In that dangerous region, there is no greater enemy to the national security interests of the US and Israel than Iran and its reckless pursuit of nuclear weapons. Recently, the public has seen the extent of US-Israel cooperation – both overt and covert. It has been reported that our two countries have taken numerous joint operations to disrupt Iran’s efforts and, in the words of President Obama, “we remain committed to preventing Iran from acquiring nuclear weapons.”
A nuclear-armed Iran would be an existential threat to the Jewish State, as well as threaten the lives of hundreds of thousands of Americans in the region, all of Iran’s Arab neighbors and the world’s largest oil supplies and those who rely on that oil. Iranian nuclear weapons would also provide anti-US terrorists with access to the most lethal Iranian technology and would likely set off a nuclear arms race in the region. The consequences of a nuclear armed Iran would be catastrophic and we have no better ally than Israel in our fight to prevent the deranged Iranian President Mahmoud Ahmadinejad from achieving his dream of nuclear weapons.
 
The idea of starting US aid to Israel at zero is hurtful to the safety and security of Israel and undermines America’s national security interests.
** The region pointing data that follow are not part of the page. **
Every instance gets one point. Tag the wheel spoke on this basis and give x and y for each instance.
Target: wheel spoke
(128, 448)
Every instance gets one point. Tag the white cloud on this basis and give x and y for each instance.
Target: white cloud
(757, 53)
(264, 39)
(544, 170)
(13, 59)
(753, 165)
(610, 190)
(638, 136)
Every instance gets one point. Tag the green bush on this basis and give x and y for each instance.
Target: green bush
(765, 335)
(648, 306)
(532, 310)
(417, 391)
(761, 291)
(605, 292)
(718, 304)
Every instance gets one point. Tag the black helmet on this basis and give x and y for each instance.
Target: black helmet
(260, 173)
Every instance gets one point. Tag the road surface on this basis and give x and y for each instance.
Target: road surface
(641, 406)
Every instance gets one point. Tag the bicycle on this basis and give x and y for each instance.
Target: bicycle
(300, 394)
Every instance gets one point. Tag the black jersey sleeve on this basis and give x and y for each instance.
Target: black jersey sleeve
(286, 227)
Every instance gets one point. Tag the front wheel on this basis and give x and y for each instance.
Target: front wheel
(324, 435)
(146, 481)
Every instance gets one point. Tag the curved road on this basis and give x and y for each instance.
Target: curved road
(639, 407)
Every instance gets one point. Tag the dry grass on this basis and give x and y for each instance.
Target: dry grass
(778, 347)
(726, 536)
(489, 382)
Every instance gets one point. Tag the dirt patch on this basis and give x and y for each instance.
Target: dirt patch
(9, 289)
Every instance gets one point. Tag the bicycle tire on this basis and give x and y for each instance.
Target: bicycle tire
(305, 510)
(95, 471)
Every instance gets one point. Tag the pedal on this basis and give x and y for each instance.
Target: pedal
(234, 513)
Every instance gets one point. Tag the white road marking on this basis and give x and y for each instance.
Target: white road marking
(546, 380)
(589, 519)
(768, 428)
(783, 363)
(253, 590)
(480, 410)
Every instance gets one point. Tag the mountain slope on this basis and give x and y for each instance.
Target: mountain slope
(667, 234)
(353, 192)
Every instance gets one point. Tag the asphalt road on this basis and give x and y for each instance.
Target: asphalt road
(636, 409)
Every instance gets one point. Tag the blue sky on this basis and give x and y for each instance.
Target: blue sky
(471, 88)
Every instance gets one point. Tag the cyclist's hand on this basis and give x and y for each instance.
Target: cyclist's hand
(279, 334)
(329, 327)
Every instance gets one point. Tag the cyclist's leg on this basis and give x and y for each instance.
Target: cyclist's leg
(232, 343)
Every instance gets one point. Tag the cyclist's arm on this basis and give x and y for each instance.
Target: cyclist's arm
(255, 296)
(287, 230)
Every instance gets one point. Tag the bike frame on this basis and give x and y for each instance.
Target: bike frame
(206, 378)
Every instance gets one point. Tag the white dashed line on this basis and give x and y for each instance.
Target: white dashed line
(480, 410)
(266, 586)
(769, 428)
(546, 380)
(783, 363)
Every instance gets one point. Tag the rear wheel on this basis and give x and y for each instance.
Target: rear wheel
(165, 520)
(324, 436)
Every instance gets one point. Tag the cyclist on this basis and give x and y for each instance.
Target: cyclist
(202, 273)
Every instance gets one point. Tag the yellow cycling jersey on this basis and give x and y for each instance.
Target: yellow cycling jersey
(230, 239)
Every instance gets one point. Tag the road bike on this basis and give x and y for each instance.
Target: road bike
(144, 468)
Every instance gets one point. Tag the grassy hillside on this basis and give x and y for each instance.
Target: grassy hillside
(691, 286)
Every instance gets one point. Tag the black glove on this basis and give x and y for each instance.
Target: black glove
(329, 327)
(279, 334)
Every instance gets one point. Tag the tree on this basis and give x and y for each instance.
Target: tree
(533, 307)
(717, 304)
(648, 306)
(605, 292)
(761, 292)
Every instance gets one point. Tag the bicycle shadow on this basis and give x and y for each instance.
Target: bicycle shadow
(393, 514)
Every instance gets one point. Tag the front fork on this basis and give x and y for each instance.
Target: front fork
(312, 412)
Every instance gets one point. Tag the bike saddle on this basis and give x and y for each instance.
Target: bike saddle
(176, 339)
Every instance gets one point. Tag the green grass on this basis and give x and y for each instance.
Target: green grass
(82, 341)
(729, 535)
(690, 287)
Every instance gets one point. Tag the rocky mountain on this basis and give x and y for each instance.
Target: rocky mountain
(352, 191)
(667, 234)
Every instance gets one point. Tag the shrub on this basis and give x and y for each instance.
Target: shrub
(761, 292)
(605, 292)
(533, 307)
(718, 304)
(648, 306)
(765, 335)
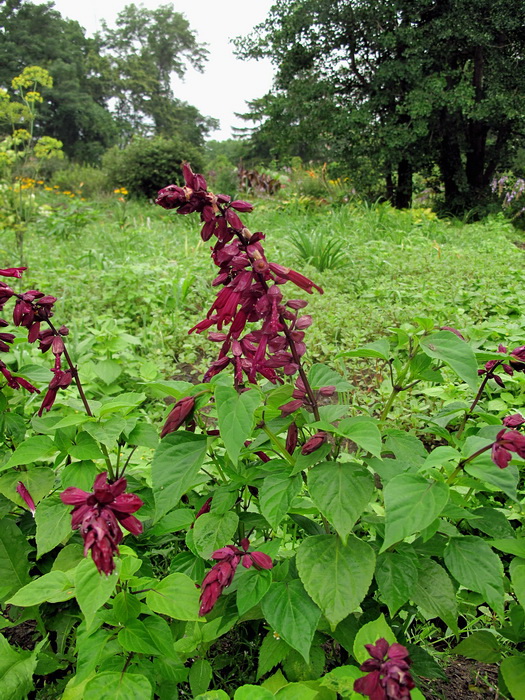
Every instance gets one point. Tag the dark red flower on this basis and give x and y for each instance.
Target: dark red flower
(61, 380)
(314, 443)
(98, 516)
(514, 421)
(221, 574)
(26, 496)
(13, 272)
(178, 415)
(388, 675)
(507, 441)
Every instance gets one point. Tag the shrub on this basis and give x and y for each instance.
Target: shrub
(85, 179)
(145, 165)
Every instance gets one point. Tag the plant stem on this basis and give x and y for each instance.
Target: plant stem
(280, 447)
(74, 374)
(462, 463)
(474, 403)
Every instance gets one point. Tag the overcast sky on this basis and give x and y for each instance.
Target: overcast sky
(226, 83)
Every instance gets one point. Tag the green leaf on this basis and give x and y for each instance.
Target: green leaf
(253, 692)
(321, 375)
(92, 588)
(175, 466)
(296, 691)
(363, 431)
(481, 645)
(292, 614)
(474, 565)
(14, 563)
(456, 353)
(68, 557)
(54, 587)
(178, 519)
(136, 637)
(112, 685)
(200, 676)
(16, 671)
(341, 681)
(434, 594)
(341, 491)
(85, 447)
(412, 503)
(517, 576)
(123, 403)
(276, 496)
(235, 413)
(369, 634)
(126, 607)
(144, 435)
(513, 672)
(497, 479)
(53, 524)
(379, 348)
(31, 450)
(107, 431)
(272, 651)
(37, 480)
(252, 588)
(396, 575)
(213, 531)
(108, 371)
(336, 576)
(175, 596)
(81, 475)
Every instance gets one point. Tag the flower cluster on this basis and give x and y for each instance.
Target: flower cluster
(388, 672)
(221, 574)
(250, 288)
(516, 362)
(98, 516)
(31, 309)
(301, 398)
(508, 441)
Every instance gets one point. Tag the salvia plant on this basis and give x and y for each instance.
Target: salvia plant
(275, 540)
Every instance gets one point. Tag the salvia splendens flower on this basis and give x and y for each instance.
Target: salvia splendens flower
(514, 421)
(314, 443)
(24, 494)
(221, 574)
(388, 672)
(507, 441)
(249, 288)
(178, 415)
(98, 516)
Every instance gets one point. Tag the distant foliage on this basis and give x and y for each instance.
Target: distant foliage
(146, 164)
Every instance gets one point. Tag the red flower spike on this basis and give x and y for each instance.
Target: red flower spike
(221, 574)
(314, 443)
(26, 496)
(99, 516)
(388, 672)
(178, 415)
(13, 272)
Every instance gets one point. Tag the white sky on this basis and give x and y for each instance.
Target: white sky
(227, 82)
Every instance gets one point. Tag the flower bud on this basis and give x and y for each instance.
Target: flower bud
(178, 415)
(314, 443)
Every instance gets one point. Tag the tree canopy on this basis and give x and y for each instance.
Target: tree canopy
(408, 84)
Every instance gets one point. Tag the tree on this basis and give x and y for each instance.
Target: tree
(408, 83)
(74, 109)
(142, 53)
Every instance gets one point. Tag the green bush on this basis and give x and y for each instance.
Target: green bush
(84, 179)
(146, 165)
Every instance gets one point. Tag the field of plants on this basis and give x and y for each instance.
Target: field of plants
(315, 503)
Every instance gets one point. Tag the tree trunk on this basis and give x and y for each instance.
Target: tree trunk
(403, 198)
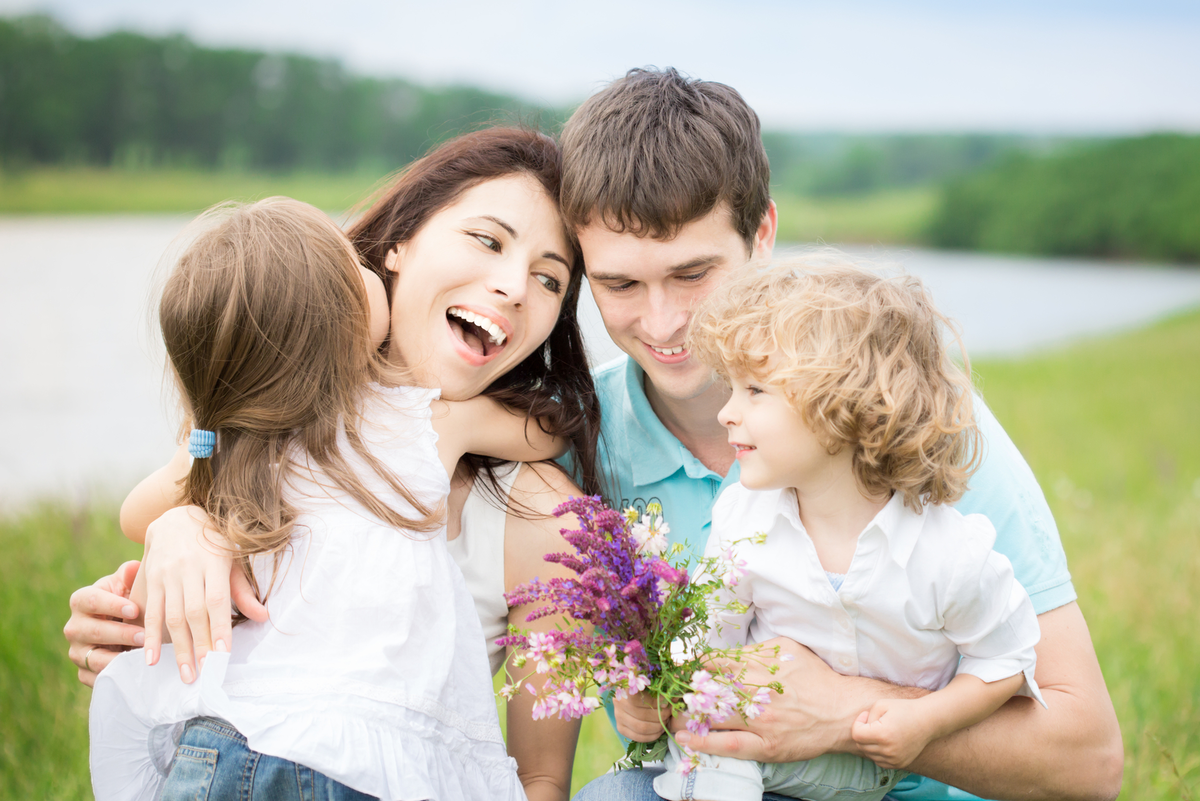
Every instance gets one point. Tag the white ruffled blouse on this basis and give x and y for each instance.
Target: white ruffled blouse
(372, 668)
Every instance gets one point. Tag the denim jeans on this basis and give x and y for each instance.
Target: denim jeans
(635, 786)
(214, 763)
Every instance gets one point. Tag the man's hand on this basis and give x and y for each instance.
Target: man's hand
(190, 579)
(640, 717)
(95, 630)
(892, 733)
(813, 717)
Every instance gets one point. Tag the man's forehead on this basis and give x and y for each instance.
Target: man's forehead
(709, 240)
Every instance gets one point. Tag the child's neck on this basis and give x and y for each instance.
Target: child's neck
(834, 512)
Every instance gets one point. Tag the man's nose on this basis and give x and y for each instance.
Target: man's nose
(666, 317)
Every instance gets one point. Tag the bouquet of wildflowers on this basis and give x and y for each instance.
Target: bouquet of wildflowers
(633, 622)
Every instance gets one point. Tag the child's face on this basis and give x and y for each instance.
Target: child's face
(774, 446)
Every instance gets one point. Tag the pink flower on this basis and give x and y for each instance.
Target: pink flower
(732, 568)
(753, 706)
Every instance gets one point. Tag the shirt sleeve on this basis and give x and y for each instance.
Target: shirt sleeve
(1006, 491)
(988, 614)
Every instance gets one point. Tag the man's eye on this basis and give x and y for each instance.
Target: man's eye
(487, 241)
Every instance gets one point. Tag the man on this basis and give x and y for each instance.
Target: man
(666, 185)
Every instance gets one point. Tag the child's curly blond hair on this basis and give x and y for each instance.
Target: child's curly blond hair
(862, 359)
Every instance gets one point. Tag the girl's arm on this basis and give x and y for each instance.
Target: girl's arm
(894, 732)
(544, 750)
(486, 427)
(154, 495)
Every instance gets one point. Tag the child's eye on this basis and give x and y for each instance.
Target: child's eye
(487, 241)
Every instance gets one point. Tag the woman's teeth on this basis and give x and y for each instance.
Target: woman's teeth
(492, 330)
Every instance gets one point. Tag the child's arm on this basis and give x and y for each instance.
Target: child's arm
(154, 495)
(486, 427)
(894, 732)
Now is a time to build on our unprecedented US-Israel defense and intelligence alliance even further, not weaken it. Gingrich, Romney and Perry should know better.
 
The writer is in his eighth term in the US House of Representatives. He serves on the House Appropriations Subcommittees on Defense; and State and Foreign Operations, which appropriate all spending for the United States military and foreign aid, respectively.